In this view, his purchase of the Journal was about ‘wanting to trade the illiberal — the belligerent, the vulgar, the loud, the menacing, the unsubtle — for the better-heeled, the more magnanimous, the further nuanced.’
Wolff suspects Murdoch is turning into something of a liberal. Well, if not a liberal exactly, then less of a right-wing troglodyte. According to Wolff, Murdoch is even embarrassed by Fox News, his hugely successful, violently right-wing tabloid news channel.
The catalyst for the change, per Wolff, is Wendi Murdoch (née Deng), his new, Chinese-born wife. She is ‘profoundly liberal-ish’ — or at least she desires to move in those haute monde circles where Fox News is anathema and Barack Obama is revered.
As for the latter, Wendi has had dinner with him. At the time, Fox News was steadily portraying Obama as a dupe of Islamic terrorism. It could hardly have been comfortable for her, and so the need to make Murdoch more acceptable to the liberal, east-coast elite — which Rupert has always professed to loathe — has become more pressing.
The marriage to Wendi has also changed the NewsCorp succession struggle. Murdoch is keen that one of his three children by his second marriage — Elisabeth, Lachlan and James — succeed him, though he has vacillated about his choice. (James is currently the favourite.)
Complicating an already troubled situation, Murdoch has now had two new children, Grace and Chloe, with Wendi. Under the terms of his divorce from Anna, the mother of Elisabeth, Lachlan and James, Grace and Chloe were barred from the Murdoch trust.
This became untenable, not least because Wendi demanded that it be changed. After protracted and emotional discussions, Murdoch forged a compromise with his three adult children, enabling Grace and Chloe to benefit from the trust economically but not politically.

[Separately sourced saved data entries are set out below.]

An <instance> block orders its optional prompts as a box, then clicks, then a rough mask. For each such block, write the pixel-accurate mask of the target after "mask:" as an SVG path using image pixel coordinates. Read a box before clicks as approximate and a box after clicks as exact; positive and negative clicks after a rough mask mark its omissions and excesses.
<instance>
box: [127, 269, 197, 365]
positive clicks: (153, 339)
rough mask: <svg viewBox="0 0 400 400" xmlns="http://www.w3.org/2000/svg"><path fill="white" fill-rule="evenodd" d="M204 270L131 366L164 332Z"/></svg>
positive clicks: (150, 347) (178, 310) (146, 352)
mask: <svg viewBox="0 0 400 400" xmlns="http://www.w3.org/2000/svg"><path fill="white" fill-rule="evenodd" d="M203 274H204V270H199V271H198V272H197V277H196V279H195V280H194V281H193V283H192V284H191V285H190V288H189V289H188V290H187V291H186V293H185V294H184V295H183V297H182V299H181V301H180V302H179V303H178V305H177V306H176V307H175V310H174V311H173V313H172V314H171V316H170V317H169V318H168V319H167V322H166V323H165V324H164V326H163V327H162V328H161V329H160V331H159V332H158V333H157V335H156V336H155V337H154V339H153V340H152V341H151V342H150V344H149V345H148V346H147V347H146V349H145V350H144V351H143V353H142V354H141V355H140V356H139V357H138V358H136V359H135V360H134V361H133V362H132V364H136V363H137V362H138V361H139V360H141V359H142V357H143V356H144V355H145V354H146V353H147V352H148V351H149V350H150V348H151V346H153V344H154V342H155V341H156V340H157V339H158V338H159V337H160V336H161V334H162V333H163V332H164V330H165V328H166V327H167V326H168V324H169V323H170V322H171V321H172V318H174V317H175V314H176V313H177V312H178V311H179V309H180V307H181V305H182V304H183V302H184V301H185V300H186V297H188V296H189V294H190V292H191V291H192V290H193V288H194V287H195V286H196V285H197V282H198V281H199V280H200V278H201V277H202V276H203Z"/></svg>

In other words, they will receive a financial inheritance but will have no say in the running of NewsCorp.
On the issue of the trust, Wolff says, Wendi remains ‘a discordant note’. She is quite clear what she wants, so it is not beyond the realms of possibility that the trust will be amended again to allow the two children of Wendi and Rupert to participate politically.
That would almost guarantee that Wendi would be able to act as regent, with two votes, for her young children, thereby neatly solving the succession problem, though perhaps not in a way Rupert might have wished.
Ultimately, the fruit of Murdoch’s transformation into a New York elitist, Wolff says, will be a move against the New York Times — either by supplanting it as the most influential daily in the US with a revamped, centrist Wall Street Journal, or by an outright bid for the paper.
The latter, Wolff insists, is Murdoch’s ultimate ambition — and one that incidentally would give him control of the three most powerful English-language newspapers on three continents (The Times, The New York Times and The Australian).
Then he really would be the man who owns the news.